Le métajeu de WoW, propulsé par la visibilité qu’offre notamment la plateforme de diffusion en temps réel Twitch, peut avoir des conséquences normatives sur les audiences respectives des streamers comme Sodapoppin– reconnu pour ses hauts faits en PvP (Player Versus Player) – ou Asmongold – figure de référence en matière de PvE (Player Versus Environment). Autant en raison des attentes instituées par l’existence des diffusions consacrées à D&D telles que Critical Role, Force Grey ou Adventure Zone que par celles qui naissent du monopole de certains streamers WoW œuvrant sur Twitch, la pression sociale se fait ressentir par de nombreux joueur.se.s quand arrive le temps de « performer », que ce terme soit compris dans le sens du roleplay ou dans sa dimension visant l’optimisation de résultats quantifiables.

Bien que la dichotomie de l’expérience ludique nous éclaire sur les motivations distinctes des diverses communautés de joueur.se.s, il faut garder en tête que, dans la pratique, la plupart des expériences ludiques sont combinatoires des deux attitudes polarisées dépeintes ci-haut et que, malgré qu’elle puisse être à l’origine de tensions entre les joueur.se.s et les développeur.se.s, une dualité relative est et a toujours été intrinsèquement liée à l’histoire du RPG en tant que genre ludique transmédiatique.


Vers une redéfinition de l’élément « RPG » traditionnel

En définitive, les jeux de rôle que sont Dungeons and Dragons et World of Warcraft sont tous deux emblématiques du RPG en tant que genre ludique aujourd’hui tributaire d’une multiplicité de codes. À leur manière, ces deux jeux nous laissent entrevoir diverses facettes des communautés ludiques qui se positionnent sur le spectre des régimes d’expériences identifiées au cours de cette analyse. D’une part, nous constatons un régime d’expérience fondé principalement sur le calcul du métajeu, la précision et le triomphe de l’optimisation statistique faite par le.a joueur.se face au programme informatique. D’une autre part, nous avons affaire à une approche ludique qui promeut une certaine liberté interprétative tout en priorisant la simulation et la relation mimétique à l’avatar.

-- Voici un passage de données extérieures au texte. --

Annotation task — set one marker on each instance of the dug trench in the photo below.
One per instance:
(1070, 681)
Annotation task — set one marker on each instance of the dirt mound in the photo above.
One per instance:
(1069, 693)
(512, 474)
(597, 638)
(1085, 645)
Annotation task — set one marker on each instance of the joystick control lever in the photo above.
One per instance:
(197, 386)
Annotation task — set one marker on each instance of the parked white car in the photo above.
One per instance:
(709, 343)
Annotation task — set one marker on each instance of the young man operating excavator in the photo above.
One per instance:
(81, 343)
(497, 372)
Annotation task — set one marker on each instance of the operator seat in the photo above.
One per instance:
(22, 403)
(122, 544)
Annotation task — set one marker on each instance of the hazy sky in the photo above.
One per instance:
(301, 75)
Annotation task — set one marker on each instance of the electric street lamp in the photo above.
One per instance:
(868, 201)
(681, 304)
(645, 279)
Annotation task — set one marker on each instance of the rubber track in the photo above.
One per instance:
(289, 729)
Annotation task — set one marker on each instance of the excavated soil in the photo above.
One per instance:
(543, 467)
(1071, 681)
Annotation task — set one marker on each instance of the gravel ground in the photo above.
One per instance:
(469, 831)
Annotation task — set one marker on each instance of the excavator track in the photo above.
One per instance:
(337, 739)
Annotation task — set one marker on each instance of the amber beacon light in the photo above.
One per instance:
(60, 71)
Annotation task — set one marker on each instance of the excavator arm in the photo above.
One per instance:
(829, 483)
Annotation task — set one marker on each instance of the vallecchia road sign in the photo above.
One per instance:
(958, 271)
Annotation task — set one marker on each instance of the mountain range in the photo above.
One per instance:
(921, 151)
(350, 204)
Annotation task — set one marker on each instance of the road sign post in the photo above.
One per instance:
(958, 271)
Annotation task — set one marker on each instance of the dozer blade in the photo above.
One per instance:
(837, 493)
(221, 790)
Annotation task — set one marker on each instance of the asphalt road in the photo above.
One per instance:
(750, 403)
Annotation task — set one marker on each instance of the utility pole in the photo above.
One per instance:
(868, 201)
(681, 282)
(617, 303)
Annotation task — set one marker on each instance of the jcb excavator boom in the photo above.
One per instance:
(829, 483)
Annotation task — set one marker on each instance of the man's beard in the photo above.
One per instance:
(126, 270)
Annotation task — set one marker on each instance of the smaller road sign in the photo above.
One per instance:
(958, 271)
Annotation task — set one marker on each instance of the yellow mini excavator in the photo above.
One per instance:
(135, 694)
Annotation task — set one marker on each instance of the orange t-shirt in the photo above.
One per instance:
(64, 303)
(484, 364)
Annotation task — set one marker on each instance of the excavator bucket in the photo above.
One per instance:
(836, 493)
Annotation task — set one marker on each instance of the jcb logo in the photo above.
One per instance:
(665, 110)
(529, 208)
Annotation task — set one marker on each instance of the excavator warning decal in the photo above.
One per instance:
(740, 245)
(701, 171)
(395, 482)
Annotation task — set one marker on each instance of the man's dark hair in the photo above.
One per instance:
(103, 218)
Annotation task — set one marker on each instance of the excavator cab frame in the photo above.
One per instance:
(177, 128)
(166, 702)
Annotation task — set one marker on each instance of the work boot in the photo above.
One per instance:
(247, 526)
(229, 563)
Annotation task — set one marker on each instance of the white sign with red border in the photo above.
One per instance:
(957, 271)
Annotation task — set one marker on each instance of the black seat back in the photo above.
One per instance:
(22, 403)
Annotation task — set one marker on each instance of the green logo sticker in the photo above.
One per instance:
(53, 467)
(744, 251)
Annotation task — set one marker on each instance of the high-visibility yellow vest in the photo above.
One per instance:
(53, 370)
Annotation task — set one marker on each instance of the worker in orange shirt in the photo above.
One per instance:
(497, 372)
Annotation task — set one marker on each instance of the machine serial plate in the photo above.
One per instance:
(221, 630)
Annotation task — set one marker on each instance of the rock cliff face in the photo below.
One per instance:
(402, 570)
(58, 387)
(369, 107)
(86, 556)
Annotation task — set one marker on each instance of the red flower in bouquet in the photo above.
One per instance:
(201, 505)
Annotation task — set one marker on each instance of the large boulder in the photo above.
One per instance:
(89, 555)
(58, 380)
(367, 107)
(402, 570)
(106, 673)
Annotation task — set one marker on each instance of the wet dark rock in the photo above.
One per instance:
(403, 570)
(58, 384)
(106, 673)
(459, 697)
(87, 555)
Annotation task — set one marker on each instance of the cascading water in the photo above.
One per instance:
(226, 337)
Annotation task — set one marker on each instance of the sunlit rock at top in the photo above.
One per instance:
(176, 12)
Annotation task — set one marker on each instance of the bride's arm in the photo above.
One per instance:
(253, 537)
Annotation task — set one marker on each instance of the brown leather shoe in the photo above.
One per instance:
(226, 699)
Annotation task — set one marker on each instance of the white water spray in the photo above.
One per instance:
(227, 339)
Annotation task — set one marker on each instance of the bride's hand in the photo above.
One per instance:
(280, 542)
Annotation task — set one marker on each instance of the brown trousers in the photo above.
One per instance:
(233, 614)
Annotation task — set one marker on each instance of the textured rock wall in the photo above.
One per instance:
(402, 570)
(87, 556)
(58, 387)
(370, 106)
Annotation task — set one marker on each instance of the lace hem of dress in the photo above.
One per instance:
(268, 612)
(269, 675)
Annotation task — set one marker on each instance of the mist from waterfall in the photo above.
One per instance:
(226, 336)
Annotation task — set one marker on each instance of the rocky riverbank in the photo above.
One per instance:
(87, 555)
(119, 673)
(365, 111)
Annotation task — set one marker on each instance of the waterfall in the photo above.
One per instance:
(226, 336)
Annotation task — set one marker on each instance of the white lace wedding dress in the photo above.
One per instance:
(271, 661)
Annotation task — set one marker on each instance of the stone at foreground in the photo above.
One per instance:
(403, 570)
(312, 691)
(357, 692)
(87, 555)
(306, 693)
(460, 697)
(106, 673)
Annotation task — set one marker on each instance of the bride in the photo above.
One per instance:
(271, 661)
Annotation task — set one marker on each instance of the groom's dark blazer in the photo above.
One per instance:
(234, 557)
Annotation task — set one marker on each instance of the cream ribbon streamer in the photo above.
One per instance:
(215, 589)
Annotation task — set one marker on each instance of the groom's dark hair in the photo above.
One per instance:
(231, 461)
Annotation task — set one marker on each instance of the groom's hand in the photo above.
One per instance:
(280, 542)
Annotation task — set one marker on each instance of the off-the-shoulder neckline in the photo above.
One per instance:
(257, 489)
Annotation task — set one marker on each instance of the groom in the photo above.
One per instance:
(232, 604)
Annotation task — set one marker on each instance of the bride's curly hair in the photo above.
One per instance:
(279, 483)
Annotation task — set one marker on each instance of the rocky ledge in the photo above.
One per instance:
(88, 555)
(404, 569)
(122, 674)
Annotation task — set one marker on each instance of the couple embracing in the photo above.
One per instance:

Cependant, il est nécessaire de s’intéresser à l’état actuel du RPG, à sa signification en tant qu’étiquette générique et sur le renouvellement de son sens à l’ère de la culture numérique et des jeux massivement multijoueurs. Dans les récentes années, les expériences ludiques priorisant les modèles uniques du theorycrafting ont laissé peu de marge de manœuvre aux joueur.se.s en uniformisant leur manière de jouer, ce qui, au final, entre en contradiction avec l’essence même du concept de « Role-Playing Game », pris dans son sens le plus littéral. Il est d’autant plus justifié de se questionner sur la teneur véritable de l’élément « RPG » dans le contexte d’un monopole des expériences vidéoludiques visant la maximisation du potentiel mathématique du gameplay au détriment de l’approche contemplative.


BIBLIOGRAPHIE

Bélanger-Gagnon, Jean-François. La conjonction de la narrativité et de la performativité dans le jeu vidéo, Université Laval, 2010.

Bonenfant, Maude, Samuel Coavoux, Maxime Coulombe et al. Socialisation et communication dans les jeux vidéo, Les Presses de l’Université de Montréal, Collection « PUM », 2011, 318p.

Bonenfant, Maude. Sens, fonction et appropriation du jeu : l’exemple de World of Warcraft, Thèse, Université du Québec à Montréal, 2010.

Carter, Marcus, Martin Gibbs et Mitchell Harrop. « Metagames, Paragames and Orthogames : A New Vocabulary », Department of Computing and Information Systems, Université de Melbourne, Australie, 2012.

Dor, Simon, « Identité(s) du joueur et du personnage », Identité et multiplicité en ligne, Montréal : PUQ, 2015, p.67-85.

Olivier Caïra. « Théorie de la fiction et esthétique du jeu », Sciences du jeu, [En ligne], 6, 2016, mis en ligne le 12 octobre 2016, consulté le 4 janvier 2020, URL : http://sdj.revues.org/671

Ryan, Marie-Laure. « Avatars of Story », 2006, University of Minnesota Press, p.181-203.

Sicart, Miguel, « Defining game mechanics », Game Studies, 2008, 8(2), n.

Triclot, Mathieu. Philosophie des jeux vidéo, Zones, 2017, [2011], 252p.